The agreement — which is said to be the second-biggest real estate transaction ever in China — signals a major deescalation of Wanda’s once mighty ambitions in the theme park sector. Wang, one of China’s most prominent businessmen, announced plans just last year to build at least 20 major location-based tourism projects across the Middle Kingdom. At the time, he also boasted that his “wolf pack” of theme parks would drive the Walt Disney Co.’s “lone tiger” — Shanghai Disneyland — out of the country.
Under the terms of the deal with Sunac, Wanda is selling a 91 percent stake in nearly all of its current and planned tourism projects, including three recently launched theme parks, and 72 of its 102 hotels in China.
The deal is understood to be part of Wanda’s drive to cut its massive debt load and bolster its case with Beijing regulators for an IPO. The conglomerate pulled its core property unit off of the Hong Kong stock exchange last year, with plans to relist in mainland China, where valuations are among the world’s highest.
Wanda said Sunac will take over responsibility for the tourism projects’ loans and financing, while Wanda will continue to design, build and manage the resorts under its own brand name.
Wanda did not officially state a reason for the sale, but in an interview with Chinese business outlet Caixin, Wang said the deal would substantially reduce Wanda’s debt and move the company closer to the “asset-light” model he has been publicly espousing for some time.
“Through this asset transfer, Wanda Commercial’s debt ratio will be greatly reduced, all the proceeds will be used to repay loans. Wanda Commercial plans to repay most of the bank loans this year,” Wang told Caixin.
Best known in China as a real estate developer, Wanda began building theme parks a few years ago as part of an aggressive diversification into what China calls the “culture industry,” comprising the entertainment, sports and tourism sectors. Believing the high-growth era for the country’s real estate industry to be in its twilight, Wang has tried to pivot his conglomerate to capitalize on the Chinese government’s efforts to transition the country towards a consumer-led economy. Wang also sought to establish his conglomerate as one of the leading flag-bearers for China Inc. overseas.
The twin endeavors have entailed acquiring domestic and international cinema chains — such as North America’s largest, AMC Entertainment — and an array of overseas sports and leisure assets, such as British yacht-maker Sunseeker, the company behind the Iron Man triathlon races, and U.S. movie studio Legendary Entertainment.
The theme park sell-off could be viewed as Wanda’s response to the Chinese government’s mounting concerns over the level of red ink coursing through the national economy — particularly the systemic threats posed by the recent, debt-fueled buying sprees of China’s large conglomerates. Last month, the China Central Banking Commission instructed state banks to assess their exposure to the debt raised by several local giants, including Wanda, to finance overseas acquisitions.

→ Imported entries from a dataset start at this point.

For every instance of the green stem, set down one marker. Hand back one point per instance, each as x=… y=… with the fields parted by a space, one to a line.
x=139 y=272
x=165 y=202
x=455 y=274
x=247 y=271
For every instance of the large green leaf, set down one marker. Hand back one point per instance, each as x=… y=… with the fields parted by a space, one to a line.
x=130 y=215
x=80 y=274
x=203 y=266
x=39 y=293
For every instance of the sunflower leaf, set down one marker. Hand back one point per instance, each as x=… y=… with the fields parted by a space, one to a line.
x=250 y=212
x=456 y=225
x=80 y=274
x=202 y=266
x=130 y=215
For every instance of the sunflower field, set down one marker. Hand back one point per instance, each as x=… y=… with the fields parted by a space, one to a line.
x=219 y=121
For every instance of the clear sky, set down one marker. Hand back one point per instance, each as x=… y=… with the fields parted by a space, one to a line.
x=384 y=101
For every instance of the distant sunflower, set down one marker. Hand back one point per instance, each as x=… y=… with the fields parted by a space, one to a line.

The deal with Sunac also may be a tacit admission of just how much Wanda has struggled to devise a winning formula in the complex theme parks business. The company’s first major attraction, Wanda Movie Park Wuhan, opened in central China in late 2014 and closed within months after early admission numbers plummeted. Wanda said the park was shutting down temporarily for upgrades, but it has yet to reopen. The company’s major theme park development in Nanchang — which Wang talked up on state television last year while publicly dismissing Disney’s Chinese theme park ambitions — reported attendance of approximately 1.3 million in its first seven months. Shanghai Disneyland, meanwhile, hit 11 million visitors in its first full year.
Sunac is one of China’s largest real estate developers, based in the Eastern Chinese city of Tianjin. The company is led by Sun Hongbin, whose net worth Forbes estimates to be $2 billion. Sunac has become an increasingly visible dealmaker. Earlier this year, it threw a lifeline to Beijing-based LeEco Holdings, investing $2.2 billion in the troubled tech and entertainment company.
Wanda says the $9.3 billion deal with Sunac will be finalized in a detailed agreement later this month.